3. Due to resource considerations, we were limited to models of 7B parameters or lower. However, recent trends in LLM training have enabled even relatively smaller models, such as Llama v3.1 8B, to greatly improve in capabilities. The latest generation of Llama v3 models have increased the number of training tokens applied to Llama 8B by orders of magnitude, finding that scaling laws still hold. Because of high inference costs, much research has gone into improving the performance of smaller models. Many applications, especially in restricted domains, are well served by these smaller models. As such, our work can benefit real-world use cases as well as serve as the basis for work on larger models.

4. Finally, we note the absence of FP16 in recent LLM training. Although early models such as OPT used FP16 with scaling factors for model training, nearly all LLMs made public within the last two years have used mixed-precision BF16 for training despite BF16 having three fewer mantissa bits and thus providing lower resolution. Though this only constitutes circumstantial evidence, the transition from FP16 to BF16, despite the former’s superior resolution, strongly suggests that large models are still prone to instabilities, even when scaling is applied. When considering that both E4M3 and E5M2 have less expressive capacity than FP16, we believe that a rigorous investigation of training robustness is due.

Questions:

1. The considerable divergence in loss curves for FP8 training that arises depending on whether the LM head is included or excluded indicates the importance of even small errors at the output logits. This is in line with previous work on post-training quantization, which has found that the embedding layer and the final projection layer, which are sometimes tied together, are highly sensitive to quantization.
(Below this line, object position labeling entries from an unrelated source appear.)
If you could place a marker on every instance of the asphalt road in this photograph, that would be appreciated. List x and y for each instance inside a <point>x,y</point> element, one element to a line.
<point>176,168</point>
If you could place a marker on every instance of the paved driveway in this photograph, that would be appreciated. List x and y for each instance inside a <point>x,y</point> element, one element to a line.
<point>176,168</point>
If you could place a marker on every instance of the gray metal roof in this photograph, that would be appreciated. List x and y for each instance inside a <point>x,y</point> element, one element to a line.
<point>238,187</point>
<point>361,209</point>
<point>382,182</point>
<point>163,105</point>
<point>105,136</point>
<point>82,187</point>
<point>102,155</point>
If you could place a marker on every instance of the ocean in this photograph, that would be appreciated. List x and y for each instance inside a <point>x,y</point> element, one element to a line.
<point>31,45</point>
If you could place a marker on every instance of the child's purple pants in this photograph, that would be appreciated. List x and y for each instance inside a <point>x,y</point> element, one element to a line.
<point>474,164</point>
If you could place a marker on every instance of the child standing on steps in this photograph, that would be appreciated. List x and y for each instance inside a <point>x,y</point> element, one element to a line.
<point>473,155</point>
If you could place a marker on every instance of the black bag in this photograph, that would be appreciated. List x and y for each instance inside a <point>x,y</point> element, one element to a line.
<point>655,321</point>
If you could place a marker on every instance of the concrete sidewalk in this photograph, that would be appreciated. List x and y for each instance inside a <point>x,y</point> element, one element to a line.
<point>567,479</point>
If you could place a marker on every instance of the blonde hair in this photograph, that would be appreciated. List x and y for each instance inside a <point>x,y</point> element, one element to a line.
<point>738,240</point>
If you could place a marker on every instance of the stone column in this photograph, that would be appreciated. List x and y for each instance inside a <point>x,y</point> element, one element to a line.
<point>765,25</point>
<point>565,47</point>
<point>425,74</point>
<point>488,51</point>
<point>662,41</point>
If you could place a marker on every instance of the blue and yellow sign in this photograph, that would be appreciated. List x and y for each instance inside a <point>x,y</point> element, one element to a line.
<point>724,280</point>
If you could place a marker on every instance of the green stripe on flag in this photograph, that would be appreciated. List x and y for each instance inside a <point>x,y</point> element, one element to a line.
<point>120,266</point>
2. In Figure 6 of our work, we compare applying MS-AMP to the model excluding the LM head in red and show the baseline BF16 results in blue. As indicated by the black horizontal line, the training loss of the model trained using MS-AMP does not converge to the same level, even after 6 times the number of training steps. This indicates, at least for the conditions examined in Figure 6, that FP8 is less capable of training convergence than BF16. In additional experiments conducted for the review, we find that when a “cleaner” dataset, namely the FineWeb Edu dataset, is used, this divergence disappears, strengthening our claim that FP8 narrows the hyper-parameter space where stable training can occur.
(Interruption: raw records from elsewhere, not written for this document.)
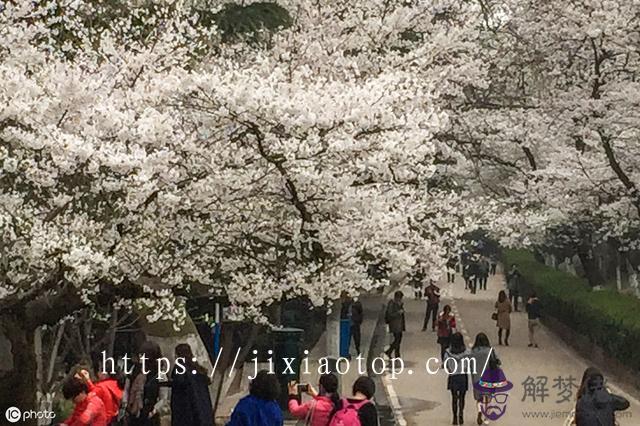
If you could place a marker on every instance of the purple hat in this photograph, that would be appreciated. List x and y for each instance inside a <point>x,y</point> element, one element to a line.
<point>493,381</point>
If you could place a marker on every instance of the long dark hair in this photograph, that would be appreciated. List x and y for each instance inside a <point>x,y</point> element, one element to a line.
<point>265,386</point>
<point>457,343</point>
<point>589,377</point>
<point>183,350</point>
<point>482,341</point>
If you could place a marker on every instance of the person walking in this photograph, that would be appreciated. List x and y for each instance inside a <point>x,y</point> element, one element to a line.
<point>483,354</point>
<point>534,313</point>
<point>595,405</point>
<point>323,403</point>
<point>190,397</point>
<point>493,264</point>
<point>513,285</point>
<point>352,310</point>
<point>446,327</point>
<point>458,379</point>
<point>417,281</point>
<point>88,407</point>
<point>483,273</point>
<point>109,388</point>
<point>359,410</point>
<point>146,398</point>
<point>451,269</point>
<point>503,317</point>
<point>394,317</point>
<point>474,274</point>
<point>259,408</point>
<point>433,300</point>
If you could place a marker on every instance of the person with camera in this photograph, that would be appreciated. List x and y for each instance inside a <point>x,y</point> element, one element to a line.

3. Although we were unable to find specific threshold values where model collapse suddenly occurs, we were able to confirm that the sharpness is a valid indicator of training instability. In the reply to all reviewers, we find that the loss landscape sharpness decreases when we train a model that has already been trained in low precision in the original BF16. We summarize the results in the attached table.
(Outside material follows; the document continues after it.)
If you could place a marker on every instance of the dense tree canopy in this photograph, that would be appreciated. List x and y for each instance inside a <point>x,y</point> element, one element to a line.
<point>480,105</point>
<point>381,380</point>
4. The experiments for E8M5 help demonstrate one of the conditions that can reveal the hidden instability of reduced-precision training, namely, increased sensitivity to learning rate changes. Although it may be possible to find the optimal learning rate for each model and dataset, we argue that reduced-precision methods, even if they work well under best-case scenarios, are more sensitive to the choice of hyper-parameters, which can be very expensive to find for LLMs.